Nei guai è finito un cittadino nigeriano di 28 anni che, secondo l’accusa, avrebbe molestato (nell’imputazione si parla di carezze e palpeggiamenti) una bimba di 8 anni, sua connazionale, che era ospitata nella stessa struttura insieme alla mamma. E’ stata proprio la donna ad accorgersi di quanto sarebbe successo ed a denunciare, nel settembre scorso, gli atti sessuali che la figlia avrebbe subito.

A quel punto sono iniziate le indagini, coordinate dal sostituto procuratore Giovanni Battista Ferro, che hanno portato ad indagare a piede libero il ventottenne nigeriano. Lo straniero, che era ospite del Cas con la moglie e il figlio, in un primo momento si era allontanato con la famiglia dalla struttura di accoglienza, ma poi gli inquirenti lo hanno rintracciato.

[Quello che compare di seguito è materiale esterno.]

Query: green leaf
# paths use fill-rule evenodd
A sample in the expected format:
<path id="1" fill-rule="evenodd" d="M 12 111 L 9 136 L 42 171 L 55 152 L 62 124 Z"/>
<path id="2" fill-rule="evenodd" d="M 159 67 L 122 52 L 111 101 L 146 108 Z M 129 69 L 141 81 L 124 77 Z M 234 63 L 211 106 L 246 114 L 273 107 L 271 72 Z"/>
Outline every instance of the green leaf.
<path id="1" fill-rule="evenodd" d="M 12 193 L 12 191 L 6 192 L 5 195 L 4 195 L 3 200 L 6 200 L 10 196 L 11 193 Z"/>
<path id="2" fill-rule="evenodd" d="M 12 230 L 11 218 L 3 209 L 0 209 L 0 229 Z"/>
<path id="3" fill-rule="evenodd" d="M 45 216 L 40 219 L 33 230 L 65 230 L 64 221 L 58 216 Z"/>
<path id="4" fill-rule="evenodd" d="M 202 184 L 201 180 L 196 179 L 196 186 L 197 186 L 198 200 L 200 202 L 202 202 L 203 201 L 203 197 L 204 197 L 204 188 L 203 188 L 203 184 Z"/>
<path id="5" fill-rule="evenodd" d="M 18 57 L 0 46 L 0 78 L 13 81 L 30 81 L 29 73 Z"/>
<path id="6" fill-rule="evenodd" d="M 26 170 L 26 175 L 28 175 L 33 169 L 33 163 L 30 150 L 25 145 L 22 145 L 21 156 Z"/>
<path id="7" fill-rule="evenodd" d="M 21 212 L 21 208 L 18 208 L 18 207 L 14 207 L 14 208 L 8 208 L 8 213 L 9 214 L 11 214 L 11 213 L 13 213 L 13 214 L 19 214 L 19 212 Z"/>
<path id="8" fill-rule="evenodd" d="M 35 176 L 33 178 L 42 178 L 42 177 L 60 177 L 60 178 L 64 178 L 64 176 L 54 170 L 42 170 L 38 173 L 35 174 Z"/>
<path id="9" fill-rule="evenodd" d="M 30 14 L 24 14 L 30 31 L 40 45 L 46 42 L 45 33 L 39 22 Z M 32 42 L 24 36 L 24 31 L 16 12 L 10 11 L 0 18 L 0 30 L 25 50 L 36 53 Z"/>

Il cittadino nigeriano si sarebbe anche giustificato spiegando di essersi allontanato per paura che lo potessero separare dalla moglie e dal suo bimbo. Tra l’altro, come conferma il suo legale, l’avvocato Corrado Bandini, l’uomo ha respinto gli addebiti: “La vicenda è ovviamente molto delicata, ma posso dire che il mio assistito ha negato ogni accusa”.

Il caso questa mattina è arrivato davanti al gip Maurizio Picozzi che ha fissato l’incidente probatorio con il quale sarà ascoltata la bimba per valutare la sua attendibilità e la sua capacità di testimoniare. L’udienza protetta, durante la quale la presunta vittima sarà ascoltata tramite uno psicologo, si terrà il prossimo giugno.

In base all’esito dell’incidente probatorio, le gravissime accuse di violenza sessuale aggravata su minore potrebbero essere confermate (in questa fase, vista la delicatezza della vicenda, il riserbo degli inquirenti resta massimo).